Problem Description
Given a maze represented as a 2D grid where 0 denotes an empty space and 1 denotes a wall, a ball starts at the given start position and must roll to a destination position. The ball moves continuously in one of the four directions (up, down, left, right) until it hits a wall. It can only change direction when it stops. The goal is to find the shortest distance (i.e., the number of empty spaces traversed, counting the destination but not the starting cell) for the ball to stop exactly at the destination. If no such path exists, return -1.
Key Insights
- The ball rolls until it hits a wall, so each move is not one step but a continuous travel in a direction.
- The problem can be modeled as finding the shortest path in a weighted graph where nodes are positions in the maze and edge weights are the distance traveled in that roll.
- A priority queue (min-heap) based algorithm, such as Dijkstra’s algorithm, is ideal since each roll covers variable distances.

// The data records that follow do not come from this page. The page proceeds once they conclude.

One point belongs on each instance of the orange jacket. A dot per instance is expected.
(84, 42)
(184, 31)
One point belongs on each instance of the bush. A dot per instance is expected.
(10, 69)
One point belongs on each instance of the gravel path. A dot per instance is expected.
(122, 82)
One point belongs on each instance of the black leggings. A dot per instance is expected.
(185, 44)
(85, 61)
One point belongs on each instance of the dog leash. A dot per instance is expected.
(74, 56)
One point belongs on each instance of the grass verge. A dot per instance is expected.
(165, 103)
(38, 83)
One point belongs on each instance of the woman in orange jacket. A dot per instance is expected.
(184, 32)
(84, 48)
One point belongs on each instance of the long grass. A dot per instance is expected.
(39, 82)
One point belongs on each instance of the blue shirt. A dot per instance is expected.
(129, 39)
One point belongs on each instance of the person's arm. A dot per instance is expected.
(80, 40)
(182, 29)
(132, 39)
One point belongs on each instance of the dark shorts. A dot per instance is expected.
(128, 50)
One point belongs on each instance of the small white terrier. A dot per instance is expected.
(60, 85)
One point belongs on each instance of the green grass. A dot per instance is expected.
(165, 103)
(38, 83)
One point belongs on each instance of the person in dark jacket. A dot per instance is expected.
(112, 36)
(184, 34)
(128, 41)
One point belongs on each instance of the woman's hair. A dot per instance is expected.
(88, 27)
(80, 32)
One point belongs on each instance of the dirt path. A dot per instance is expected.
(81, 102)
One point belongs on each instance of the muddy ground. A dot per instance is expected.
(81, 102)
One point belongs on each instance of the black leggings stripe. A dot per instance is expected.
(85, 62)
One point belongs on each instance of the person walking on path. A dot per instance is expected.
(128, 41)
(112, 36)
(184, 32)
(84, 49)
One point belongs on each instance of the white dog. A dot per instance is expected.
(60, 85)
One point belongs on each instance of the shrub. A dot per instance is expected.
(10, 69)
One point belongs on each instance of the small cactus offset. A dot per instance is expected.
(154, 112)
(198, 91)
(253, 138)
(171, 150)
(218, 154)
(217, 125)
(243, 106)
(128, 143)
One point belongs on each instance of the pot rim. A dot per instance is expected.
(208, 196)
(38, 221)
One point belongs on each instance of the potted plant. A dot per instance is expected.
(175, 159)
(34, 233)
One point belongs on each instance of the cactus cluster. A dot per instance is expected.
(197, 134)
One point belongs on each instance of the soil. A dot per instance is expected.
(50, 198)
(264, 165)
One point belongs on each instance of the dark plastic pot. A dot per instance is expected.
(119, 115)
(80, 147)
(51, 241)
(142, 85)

- Always check if the new computed distance for a cell is less than a previously recorded one before pushing it to the heap.
Space and Time Complexity
Time Complexity: O(m * n * log(m * n)), where m and n are the maze dimensions (each cell may get processed and queued with a logarithmic cost). Space Complexity: O(m * n) for maintaining the distance matrix and the priority queue.
Solution
We solve the problem using a modified version of Dijkstra’s algorithm. The maze grid is treated as a graph where each cell is a node and an edge exists between the current cell and the cell where the ball stops after rolling in one direction. For every cell popped from the priority queue, we roll the ball in all four directions until it hits a wall, counting the number of steps taken. If the distance calculated from this roll is shorter than a previously stored distance for the stopping cell, we update the distance and add it to the priority queue. This process continues until we either reach the destination (and return the distance) or exhaust all possibilities (returning -1).